I’m hitting 2018 running with the Newbery Medal winners! I didn’t plan to pair these two when I read them, but they turned out to be particularly interesting when set next to each other.
Amos Fortune: Free Man by Elizabeth Yates
Amos is an African prince, stolen with most of his tribe as a young man, packed onto a ship and taken to America to be a slave. He lives through most of the 1700s, working and learning, passing through masters until achieving his freedom, marrying and prospering in a trade.
This was an odd book about slavery because, despite being the central theme, it felt strangely minor to the plot.

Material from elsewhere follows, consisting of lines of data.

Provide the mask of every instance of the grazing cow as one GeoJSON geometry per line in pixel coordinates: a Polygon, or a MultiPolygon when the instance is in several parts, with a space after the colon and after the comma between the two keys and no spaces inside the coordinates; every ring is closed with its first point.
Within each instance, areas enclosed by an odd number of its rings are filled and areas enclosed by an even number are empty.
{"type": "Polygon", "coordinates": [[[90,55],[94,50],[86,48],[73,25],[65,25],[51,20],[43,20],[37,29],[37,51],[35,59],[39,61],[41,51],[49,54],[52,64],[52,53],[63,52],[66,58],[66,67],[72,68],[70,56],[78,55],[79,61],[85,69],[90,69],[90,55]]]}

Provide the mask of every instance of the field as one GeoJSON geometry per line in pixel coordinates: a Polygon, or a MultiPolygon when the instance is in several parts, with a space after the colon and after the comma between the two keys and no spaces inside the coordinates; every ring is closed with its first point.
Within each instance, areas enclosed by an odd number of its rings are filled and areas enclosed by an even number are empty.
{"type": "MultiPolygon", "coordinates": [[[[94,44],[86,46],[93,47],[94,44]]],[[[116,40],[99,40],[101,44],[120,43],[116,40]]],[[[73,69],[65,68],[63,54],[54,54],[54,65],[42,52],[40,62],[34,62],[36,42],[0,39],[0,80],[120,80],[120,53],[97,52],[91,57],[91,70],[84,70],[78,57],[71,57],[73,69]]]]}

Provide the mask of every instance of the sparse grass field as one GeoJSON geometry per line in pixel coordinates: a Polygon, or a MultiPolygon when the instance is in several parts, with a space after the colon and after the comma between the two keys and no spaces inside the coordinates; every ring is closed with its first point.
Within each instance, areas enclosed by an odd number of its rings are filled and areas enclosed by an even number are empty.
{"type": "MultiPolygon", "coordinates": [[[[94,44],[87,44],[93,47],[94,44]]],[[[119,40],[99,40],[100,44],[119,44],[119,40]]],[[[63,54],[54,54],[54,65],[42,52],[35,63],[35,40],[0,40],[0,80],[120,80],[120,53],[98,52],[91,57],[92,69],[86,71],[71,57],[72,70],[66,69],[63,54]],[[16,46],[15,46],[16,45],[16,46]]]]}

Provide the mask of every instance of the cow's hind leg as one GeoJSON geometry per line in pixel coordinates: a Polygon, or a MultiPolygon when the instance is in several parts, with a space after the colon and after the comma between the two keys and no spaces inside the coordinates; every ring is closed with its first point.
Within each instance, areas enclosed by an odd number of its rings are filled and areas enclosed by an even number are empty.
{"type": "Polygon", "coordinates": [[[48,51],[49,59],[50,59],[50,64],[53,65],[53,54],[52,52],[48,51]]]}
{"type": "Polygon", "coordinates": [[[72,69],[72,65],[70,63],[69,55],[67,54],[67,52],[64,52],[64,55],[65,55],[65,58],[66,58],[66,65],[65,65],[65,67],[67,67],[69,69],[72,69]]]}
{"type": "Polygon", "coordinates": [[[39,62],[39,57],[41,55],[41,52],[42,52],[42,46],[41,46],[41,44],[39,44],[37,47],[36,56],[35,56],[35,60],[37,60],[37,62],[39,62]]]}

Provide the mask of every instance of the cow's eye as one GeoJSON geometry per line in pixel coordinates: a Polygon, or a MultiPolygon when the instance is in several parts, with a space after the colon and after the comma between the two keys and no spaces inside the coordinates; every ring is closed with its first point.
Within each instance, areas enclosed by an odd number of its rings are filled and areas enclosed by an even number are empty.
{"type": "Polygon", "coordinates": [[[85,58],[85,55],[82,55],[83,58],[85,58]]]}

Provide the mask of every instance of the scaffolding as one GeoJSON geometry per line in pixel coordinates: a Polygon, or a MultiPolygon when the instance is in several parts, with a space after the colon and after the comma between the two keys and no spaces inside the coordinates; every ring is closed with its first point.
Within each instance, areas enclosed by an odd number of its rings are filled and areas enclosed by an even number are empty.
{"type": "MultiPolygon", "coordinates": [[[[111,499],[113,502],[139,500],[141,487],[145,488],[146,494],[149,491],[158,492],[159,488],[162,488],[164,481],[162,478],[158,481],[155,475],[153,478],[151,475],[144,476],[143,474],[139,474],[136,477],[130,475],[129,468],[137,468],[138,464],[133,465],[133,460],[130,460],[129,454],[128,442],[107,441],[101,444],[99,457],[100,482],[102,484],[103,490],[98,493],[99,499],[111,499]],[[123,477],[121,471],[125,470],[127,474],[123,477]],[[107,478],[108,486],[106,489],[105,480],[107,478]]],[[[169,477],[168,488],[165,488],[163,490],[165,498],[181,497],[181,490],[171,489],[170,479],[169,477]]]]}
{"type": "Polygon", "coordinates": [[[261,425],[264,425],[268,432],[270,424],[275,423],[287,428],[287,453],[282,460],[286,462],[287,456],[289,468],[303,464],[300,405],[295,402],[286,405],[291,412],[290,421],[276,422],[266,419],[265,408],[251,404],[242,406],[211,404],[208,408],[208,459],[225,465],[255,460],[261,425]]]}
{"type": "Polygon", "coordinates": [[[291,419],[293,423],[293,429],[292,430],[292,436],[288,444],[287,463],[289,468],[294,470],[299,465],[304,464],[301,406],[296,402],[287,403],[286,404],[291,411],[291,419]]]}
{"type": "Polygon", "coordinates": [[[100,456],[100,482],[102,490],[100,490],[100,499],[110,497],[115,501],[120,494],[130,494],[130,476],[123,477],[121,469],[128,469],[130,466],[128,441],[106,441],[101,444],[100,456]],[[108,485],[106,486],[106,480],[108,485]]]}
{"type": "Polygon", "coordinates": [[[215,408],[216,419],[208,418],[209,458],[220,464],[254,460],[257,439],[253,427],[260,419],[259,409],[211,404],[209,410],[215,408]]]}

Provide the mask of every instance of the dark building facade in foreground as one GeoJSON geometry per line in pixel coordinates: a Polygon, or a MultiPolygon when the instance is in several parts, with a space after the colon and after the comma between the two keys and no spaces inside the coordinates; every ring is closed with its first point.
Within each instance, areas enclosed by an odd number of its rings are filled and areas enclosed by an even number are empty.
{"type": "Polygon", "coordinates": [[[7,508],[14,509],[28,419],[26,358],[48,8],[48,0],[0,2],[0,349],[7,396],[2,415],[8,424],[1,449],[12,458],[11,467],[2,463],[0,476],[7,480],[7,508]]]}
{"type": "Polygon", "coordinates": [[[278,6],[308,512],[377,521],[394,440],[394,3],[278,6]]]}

The capture at the beginning is dramatic, and we see how Amos’ (not named that yet) tribesmen lose themselves through the horrible Middle Passage, but the details are somewhat slight. In America, Amos is immediately bought by a Quaker who doesn’t believe in slavery. The understanding, from the beginning, is always that the master will free Amos, whenever Amos feels ready to be independent. That’s…not really how slavery usually works. This actually doesn’t work out because the master dies too soon, but Amos is sold to another man with much the same attitude, who does eventually arrange for Amos to be freed.
There are occasional incidents of racism, and yet these also seem sort of incidental, not pervasive. Amos is extremely successful as a free man, becoming a master craftsman and a leading member of his mostly-white town. It seems strange to complain because a book was positive, but…it felt so far from the norm when it comes to slavery narratives that it honestly threw me a bit.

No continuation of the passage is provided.